Analytics can be both traditional and advanced. There is a fundamental difference between traditional and advanced analytics. In the healthcare industry, this difference is prominent in the continued relevance of Advanced Healthcare Analytics. The process followed to design and solve analytical problems is more complicated and multi-layered in advanced analytics. For example, in traditional analytics, the analysis is typically built to be repeatable and templates are built and made available for use. Thus, the types of information analyzed and the format in which the information is presented is predefined.
Advanced Healthcare Analytics has become more mainstream in recent times and it uses an approach of asking questions and expressing doubt before diving into a set of data for analysis. This way, the data can be interpreted in different ways and the end or receiving part of the information, collect what they want from it. In advanced healthcare analytics, software providers provide a friendly interface that enables people of various backgrounds that are not necessarily in IT to be able to access and utilize data to answer the questions they have. The user-friendly software provides suggestions and techniques that guide the user in selecting and processing relevant information from multiple resources
Advanced Analytics in Other Industries
Besides advanced healthcare analytics, advanced analytics is also present in other industries. It is used quite a lot and you’ve probably used it at some point even if you didn’t know you were using advanced analytics at that time. Let’s discuss some industries that use consumer-facing advanced analytics.

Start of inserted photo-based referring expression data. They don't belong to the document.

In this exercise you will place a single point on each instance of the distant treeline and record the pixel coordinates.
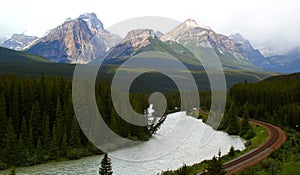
(38, 124)
(276, 100)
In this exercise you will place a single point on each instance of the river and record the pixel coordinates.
(166, 150)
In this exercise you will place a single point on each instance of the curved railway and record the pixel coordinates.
(276, 137)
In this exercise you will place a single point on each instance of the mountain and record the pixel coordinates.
(18, 41)
(75, 41)
(287, 63)
(192, 34)
(7, 55)
(173, 42)
(245, 47)
(133, 41)
(21, 63)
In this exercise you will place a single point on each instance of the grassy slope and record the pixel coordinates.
(261, 136)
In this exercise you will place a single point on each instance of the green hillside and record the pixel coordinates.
(21, 63)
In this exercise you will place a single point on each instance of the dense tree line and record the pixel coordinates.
(38, 124)
(276, 101)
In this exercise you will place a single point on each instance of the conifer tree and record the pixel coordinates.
(3, 119)
(105, 168)
(233, 125)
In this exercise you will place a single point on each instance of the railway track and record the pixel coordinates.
(276, 137)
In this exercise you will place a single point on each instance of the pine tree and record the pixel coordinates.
(247, 131)
(215, 166)
(231, 152)
(36, 121)
(11, 154)
(105, 168)
(46, 132)
(3, 119)
(75, 135)
(233, 125)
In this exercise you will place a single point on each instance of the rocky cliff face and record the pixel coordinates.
(18, 41)
(245, 47)
(75, 41)
(134, 41)
(190, 32)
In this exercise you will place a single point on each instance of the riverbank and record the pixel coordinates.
(166, 150)
(261, 137)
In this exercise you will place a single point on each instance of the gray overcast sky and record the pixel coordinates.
(261, 21)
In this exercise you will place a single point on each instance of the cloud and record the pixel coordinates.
(259, 20)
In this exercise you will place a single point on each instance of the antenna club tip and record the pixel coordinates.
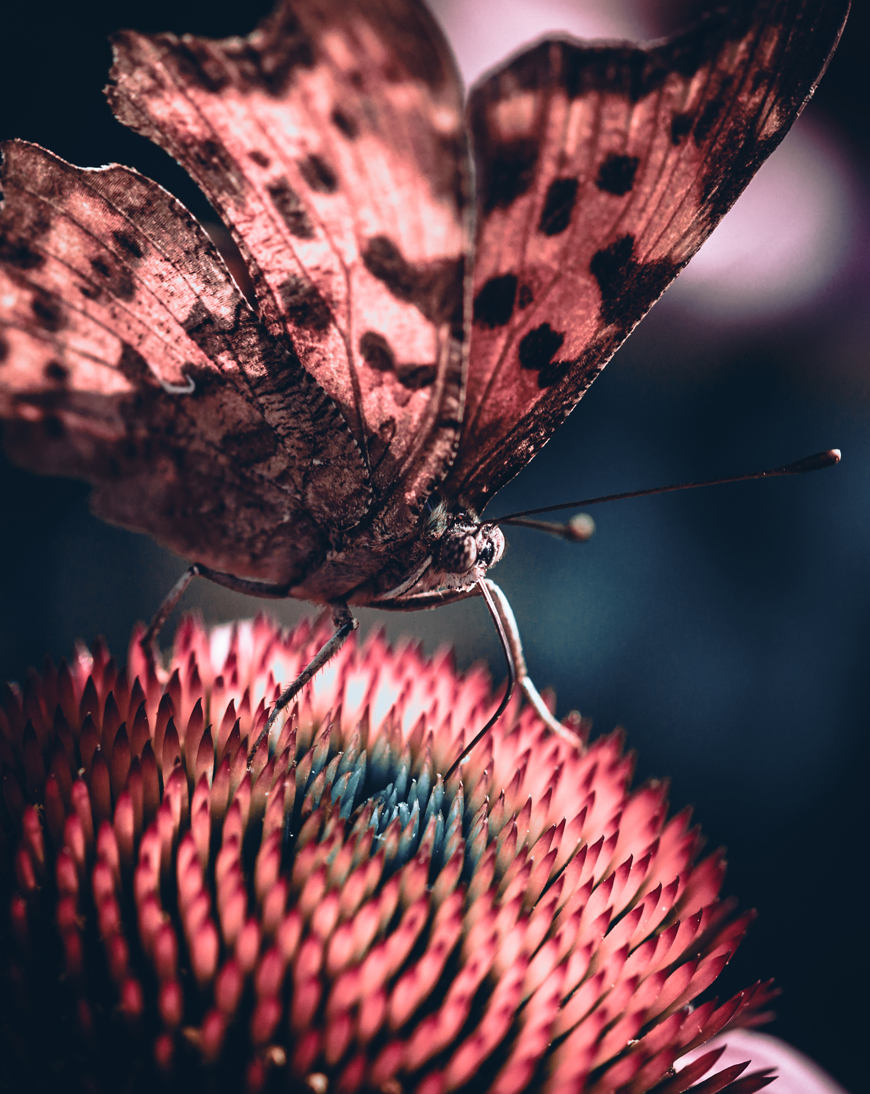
(814, 463)
(580, 528)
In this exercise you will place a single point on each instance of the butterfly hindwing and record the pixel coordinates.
(601, 171)
(332, 141)
(129, 358)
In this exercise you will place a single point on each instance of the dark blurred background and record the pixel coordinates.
(726, 629)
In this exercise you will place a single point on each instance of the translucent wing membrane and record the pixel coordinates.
(332, 141)
(130, 358)
(601, 170)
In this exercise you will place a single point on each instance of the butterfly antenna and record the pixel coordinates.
(511, 679)
(814, 463)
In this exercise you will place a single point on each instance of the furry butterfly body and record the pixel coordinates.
(433, 286)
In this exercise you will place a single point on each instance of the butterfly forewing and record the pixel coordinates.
(132, 360)
(332, 141)
(601, 171)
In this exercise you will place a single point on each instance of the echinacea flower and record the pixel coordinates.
(331, 915)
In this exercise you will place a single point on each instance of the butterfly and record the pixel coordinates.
(427, 286)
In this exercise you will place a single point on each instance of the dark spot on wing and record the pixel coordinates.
(345, 124)
(90, 291)
(319, 174)
(56, 372)
(290, 209)
(494, 303)
(508, 174)
(415, 376)
(251, 446)
(128, 244)
(303, 304)
(199, 63)
(134, 367)
(681, 125)
(436, 288)
(540, 346)
(377, 351)
(380, 444)
(54, 427)
(48, 313)
(616, 174)
(101, 267)
(707, 120)
(628, 287)
(558, 206)
(18, 253)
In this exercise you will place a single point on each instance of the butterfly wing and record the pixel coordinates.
(332, 141)
(601, 171)
(128, 357)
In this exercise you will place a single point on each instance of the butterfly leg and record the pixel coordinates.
(345, 624)
(508, 620)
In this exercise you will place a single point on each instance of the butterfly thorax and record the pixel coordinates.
(447, 551)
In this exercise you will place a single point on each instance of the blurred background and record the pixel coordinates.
(728, 630)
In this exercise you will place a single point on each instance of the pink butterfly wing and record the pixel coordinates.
(332, 141)
(130, 358)
(601, 171)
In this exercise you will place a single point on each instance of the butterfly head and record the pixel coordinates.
(467, 549)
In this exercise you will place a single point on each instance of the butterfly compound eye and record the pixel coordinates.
(457, 554)
(486, 554)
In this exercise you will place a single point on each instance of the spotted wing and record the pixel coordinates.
(601, 171)
(332, 141)
(128, 357)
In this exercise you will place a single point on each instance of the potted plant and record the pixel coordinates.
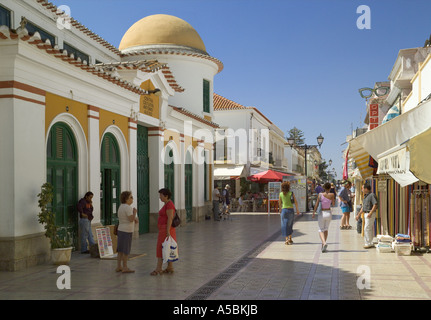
(61, 247)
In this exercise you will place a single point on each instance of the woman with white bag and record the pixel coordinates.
(164, 223)
(326, 201)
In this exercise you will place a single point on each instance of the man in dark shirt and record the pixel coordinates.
(369, 208)
(85, 209)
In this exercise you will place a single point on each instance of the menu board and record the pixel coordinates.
(105, 242)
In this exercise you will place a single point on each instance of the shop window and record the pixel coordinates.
(5, 19)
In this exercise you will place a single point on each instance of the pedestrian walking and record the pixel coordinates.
(127, 217)
(325, 201)
(164, 223)
(216, 203)
(287, 215)
(85, 209)
(345, 197)
(369, 208)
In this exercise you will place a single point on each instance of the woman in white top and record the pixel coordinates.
(126, 225)
(326, 200)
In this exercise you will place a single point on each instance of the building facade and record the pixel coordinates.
(84, 115)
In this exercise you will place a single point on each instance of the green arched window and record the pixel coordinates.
(110, 172)
(62, 173)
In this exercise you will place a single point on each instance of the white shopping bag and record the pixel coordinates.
(169, 250)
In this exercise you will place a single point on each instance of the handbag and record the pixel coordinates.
(176, 221)
(169, 250)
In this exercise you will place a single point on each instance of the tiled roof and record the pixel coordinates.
(195, 116)
(222, 103)
(53, 8)
(35, 40)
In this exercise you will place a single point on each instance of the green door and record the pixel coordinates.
(62, 168)
(110, 169)
(143, 195)
(170, 172)
(188, 185)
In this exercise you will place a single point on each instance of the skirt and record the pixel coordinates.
(124, 243)
(287, 216)
(161, 238)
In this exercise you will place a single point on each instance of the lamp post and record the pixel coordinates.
(291, 142)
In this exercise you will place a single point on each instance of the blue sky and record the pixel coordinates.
(300, 62)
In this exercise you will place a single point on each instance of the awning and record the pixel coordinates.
(227, 173)
(396, 131)
(396, 163)
(389, 135)
(420, 155)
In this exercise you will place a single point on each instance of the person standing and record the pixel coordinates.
(369, 208)
(85, 209)
(216, 203)
(287, 215)
(345, 197)
(326, 200)
(164, 223)
(127, 217)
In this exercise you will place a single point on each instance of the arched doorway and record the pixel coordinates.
(169, 169)
(143, 168)
(110, 173)
(62, 173)
(188, 184)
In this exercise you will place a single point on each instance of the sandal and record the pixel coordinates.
(155, 273)
(128, 271)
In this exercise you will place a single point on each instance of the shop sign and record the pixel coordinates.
(393, 163)
(374, 115)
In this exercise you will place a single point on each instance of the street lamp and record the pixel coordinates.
(291, 142)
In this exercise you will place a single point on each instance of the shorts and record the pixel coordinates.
(324, 219)
(346, 209)
(124, 242)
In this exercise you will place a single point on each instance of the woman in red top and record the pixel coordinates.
(164, 223)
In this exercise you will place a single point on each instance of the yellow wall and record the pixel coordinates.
(107, 119)
(56, 105)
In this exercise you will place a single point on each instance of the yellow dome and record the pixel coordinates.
(161, 29)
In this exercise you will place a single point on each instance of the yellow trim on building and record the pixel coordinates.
(56, 105)
(107, 118)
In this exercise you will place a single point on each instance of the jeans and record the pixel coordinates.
(86, 234)
(369, 228)
(287, 217)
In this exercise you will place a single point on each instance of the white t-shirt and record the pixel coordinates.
(124, 224)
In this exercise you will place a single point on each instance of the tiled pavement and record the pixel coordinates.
(243, 258)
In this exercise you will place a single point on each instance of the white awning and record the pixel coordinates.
(396, 131)
(227, 173)
(396, 163)
(389, 135)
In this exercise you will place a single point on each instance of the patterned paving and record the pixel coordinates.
(243, 258)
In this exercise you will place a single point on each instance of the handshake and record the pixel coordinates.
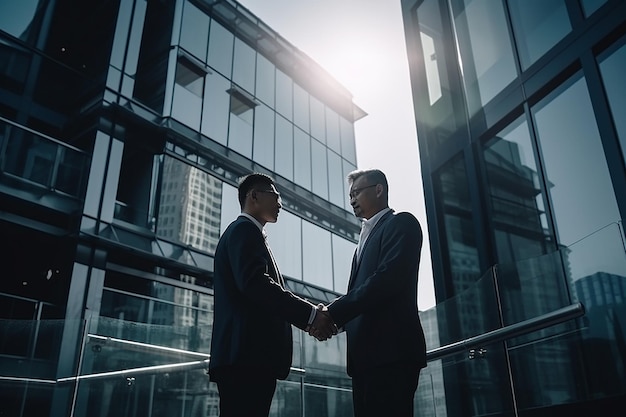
(323, 326)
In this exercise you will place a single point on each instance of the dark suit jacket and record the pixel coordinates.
(379, 311)
(253, 311)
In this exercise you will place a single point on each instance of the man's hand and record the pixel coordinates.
(323, 326)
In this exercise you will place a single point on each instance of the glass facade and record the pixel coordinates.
(124, 126)
(518, 105)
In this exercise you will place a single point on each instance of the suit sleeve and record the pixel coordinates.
(251, 271)
(395, 271)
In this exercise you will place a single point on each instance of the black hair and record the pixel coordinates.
(249, 182)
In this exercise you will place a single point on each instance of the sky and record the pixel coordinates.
(361, 44)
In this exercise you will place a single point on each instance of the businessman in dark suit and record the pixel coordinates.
(385, 342)
(251, 345)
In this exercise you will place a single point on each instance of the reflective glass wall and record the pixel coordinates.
(124, 127)
(521, 144)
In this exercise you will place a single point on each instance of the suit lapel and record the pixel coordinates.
(356, 261)
(278, 277)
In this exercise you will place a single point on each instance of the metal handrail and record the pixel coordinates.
(498, 335)
(527, 326)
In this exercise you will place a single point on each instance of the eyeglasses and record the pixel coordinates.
(355, 192)
(274, 193)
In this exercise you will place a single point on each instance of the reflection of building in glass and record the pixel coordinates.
(190, 206)
(522, 153)
(124, 127)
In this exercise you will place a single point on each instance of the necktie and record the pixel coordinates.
(363, 236)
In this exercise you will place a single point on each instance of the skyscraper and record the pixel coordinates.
(519, 106)
(124, 126)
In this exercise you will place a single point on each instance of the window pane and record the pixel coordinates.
(444, 111)
(580, 186)
(265, 80)
(318, 160)
(348, 149)
(301, 107)
(613, 69)
(317, 256)
(332, 130)
(189, 206)
(485, 48)
(335, 179)
(459, 243)
(302, 155)
(517, 202)
(216, 108)
(284, 94)
(264, 136)
(318, 122)
(538, 26)
(283, 162)
(220, 48)
(285, 239)
(244, 65)
(590, 6)
(343, 251)
(194, 32)
(240, 132)
(187, 101)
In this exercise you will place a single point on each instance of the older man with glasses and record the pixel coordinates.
(385, 341)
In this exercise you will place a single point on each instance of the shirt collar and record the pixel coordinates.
(256, 222)
(371, 222)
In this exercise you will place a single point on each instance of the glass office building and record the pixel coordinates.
(520, 108)
(124, 126)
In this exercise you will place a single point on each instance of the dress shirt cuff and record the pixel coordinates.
(311, 317)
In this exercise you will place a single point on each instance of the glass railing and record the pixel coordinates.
(515, 342)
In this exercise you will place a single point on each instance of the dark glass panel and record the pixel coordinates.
(613, 68)
(576, 172)
(459, 240)
(538, 26)
(485, 49)
(517, 202)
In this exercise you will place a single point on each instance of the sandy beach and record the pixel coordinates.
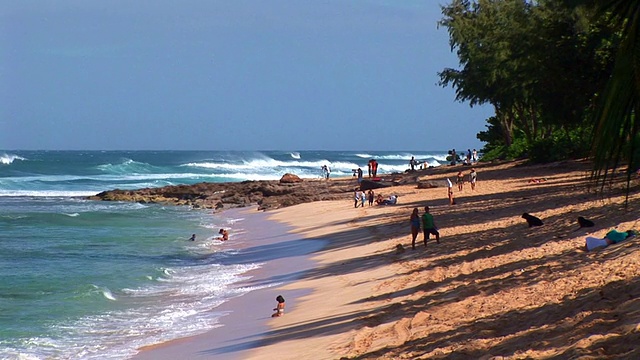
(492, 289)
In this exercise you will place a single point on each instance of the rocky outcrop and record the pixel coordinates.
(266, 194)
(290, 179)
(219, 196)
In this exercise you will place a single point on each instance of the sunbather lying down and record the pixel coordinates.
(612, 237)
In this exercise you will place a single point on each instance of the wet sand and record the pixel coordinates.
(493, 289)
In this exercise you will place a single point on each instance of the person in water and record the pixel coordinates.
(279, 309)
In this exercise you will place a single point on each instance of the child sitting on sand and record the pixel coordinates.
(279, 310)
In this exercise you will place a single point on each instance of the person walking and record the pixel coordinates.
(415, 227)
(429, 226)
(473, 177)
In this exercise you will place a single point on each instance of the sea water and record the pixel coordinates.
(83, 279)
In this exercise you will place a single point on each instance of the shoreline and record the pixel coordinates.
(246, 316)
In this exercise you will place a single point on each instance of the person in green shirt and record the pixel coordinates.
(429, 226)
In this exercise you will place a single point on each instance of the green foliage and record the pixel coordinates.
(539, 63)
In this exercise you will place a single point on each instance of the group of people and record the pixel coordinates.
(373, 168)
(361, 197)
(424, 223)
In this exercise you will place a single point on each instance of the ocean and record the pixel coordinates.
(83, 279)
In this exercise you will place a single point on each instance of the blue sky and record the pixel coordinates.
(229, 75)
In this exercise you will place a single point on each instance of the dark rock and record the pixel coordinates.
(290, 179)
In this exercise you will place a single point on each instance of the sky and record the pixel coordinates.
(229, 75)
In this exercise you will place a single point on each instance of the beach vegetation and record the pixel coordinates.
(542, 65)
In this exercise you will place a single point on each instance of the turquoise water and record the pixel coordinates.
(83, 279)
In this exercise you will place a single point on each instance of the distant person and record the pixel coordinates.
(392, 200)
(371, 197)
(415, 227)
(450, 192)
(473, 177)
(460, 180)
(429, 226)
(279, 309)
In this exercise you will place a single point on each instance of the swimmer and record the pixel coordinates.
(224, 235)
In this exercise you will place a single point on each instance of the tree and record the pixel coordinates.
(616, 137)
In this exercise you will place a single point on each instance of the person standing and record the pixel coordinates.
(371, 197)
(415, 227)
(473, 177)
(460, 180)
(429, 226)
(450, 192)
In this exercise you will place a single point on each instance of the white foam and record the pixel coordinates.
(7, 159)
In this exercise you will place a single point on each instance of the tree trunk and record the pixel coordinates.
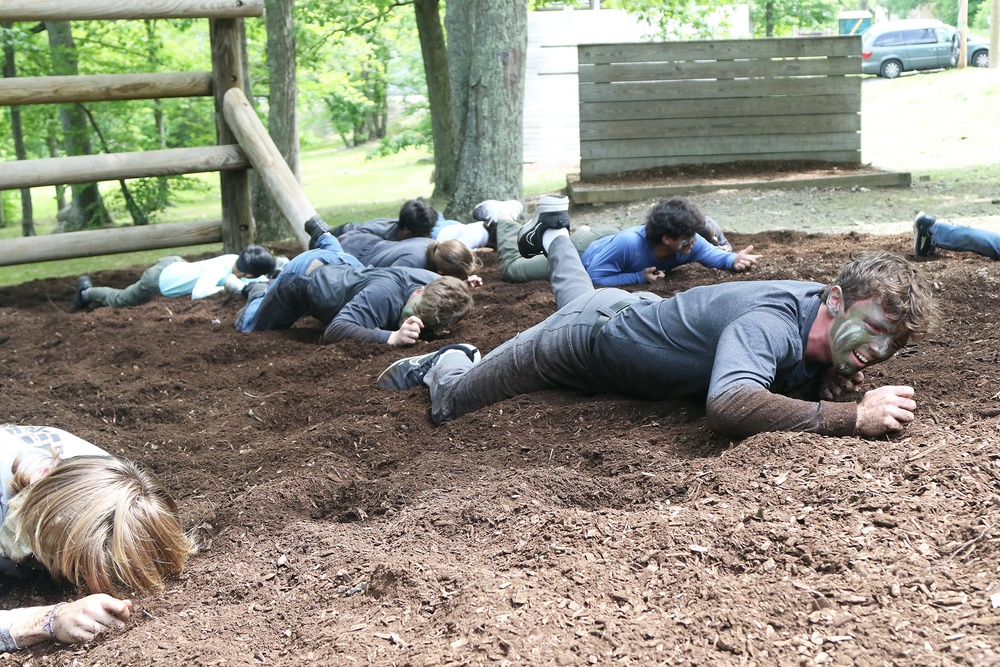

Advanced Analytics in the Online Industry
You can find advanced analytics in almost every corner of the internet. One major place you’re probably familiar with is Google Search. Google search uses advanced analytics both at the user interface and the backend with business and website owners to sort through data and provide you information whenever you search for something or post something on the web. A huge part of this process is called semantic search. Semantic search is the study of words and their meaning or logic. In the internet, Google and other search engines, use semantic search to improve search result accuracy by trying to understand what a person is searching through contextual meaning. Semantic search uses, synonyms, copy matching, natural language processing, and algorithms. With this tools, semantic search can provide an advanced analytics meaning of a user or searcher’s intent and with this, it can deliver more personalized answers and results to a search query.
Semantic search provides a plethora of advantages. Providing more relevant data means less spam and maximizes users experience. With Big data growing ever so rapidly, and world data doubling every two years, being able to source for relevant data has become a necessity. The process of organizing, structuring, and semantically connecting data has become more important than ever.
Google has advanced engines and systems like latent semantic indexing (LSI), latent Dirichlet allocation (LDA), and term frequency-inverse document frequency (TF-IDF) that use weighing schemes and predetermined weighted relationships to determine quality. Put simply, these robots, through their use and understanding of natural language processing, know what words usually go together and so they can filter out spam because spam is usually a stuffing of words that have no meaning and are not natural to read. Semantic search and advanced analytics are used as a weapon in the war against spam.
Advanced Analytics in the Auto-Industry
Advanced analytics is used in the creation of driverless cars. There have been attempts to create driverless cars since the 70s but it wasn’t very successful. The current development of small supercomputers, AI, super GPS navigation systems and powerful computer ships, self-driving cars are becoming more of a reality than it is science fiction.
The recognized leader in driverless cars used to be Google but now it’s hard to say as Tesla and Apple are also struggling to lead that space. These companies have invested millions of dollars in research and development and in inventing new technology that would help them make autonomous self-driving cars. Both Tesla and Google have tested their driverless cars on roads and are nearing the point where they can start to commercialize these self-driving cars. In October 2016, Tesla announced that all new Tesla vehicles will come equipped with all the hardware needed for fully-automated driving. Tesla which is known to lead in innovation is quite comfortable that their technology is ready to be shared with the public. Before this is done, they would have to go through some regulatory tests and pass all the approval processes needed. Another company that’s also entering this space is Uber. Uber has announced plans to have a fleet of fully automated Volvo XC90 SUVs on the road by 2021. Already deep into the R&D stage, Uber is convinced that the Uber driver will become extinct in Pittsburg, where it plans to begin testing sooner rather than later. Talk about replacing humans with machine huh…
Now the big companies, the so-called Unicorn companies might be jumping head first into the driverless car technology but other companies prefer to ease into it. These manufacturers are entering the space by introducing features that can assist you when driving without necessarily taking the wheel. Some of these features are Automatic braking, collision avoidance systems, pedestrian and cyclists alerts, cross-traffic alerts, and intelligent cruise controls etc. These driver-assist features are powered by AI.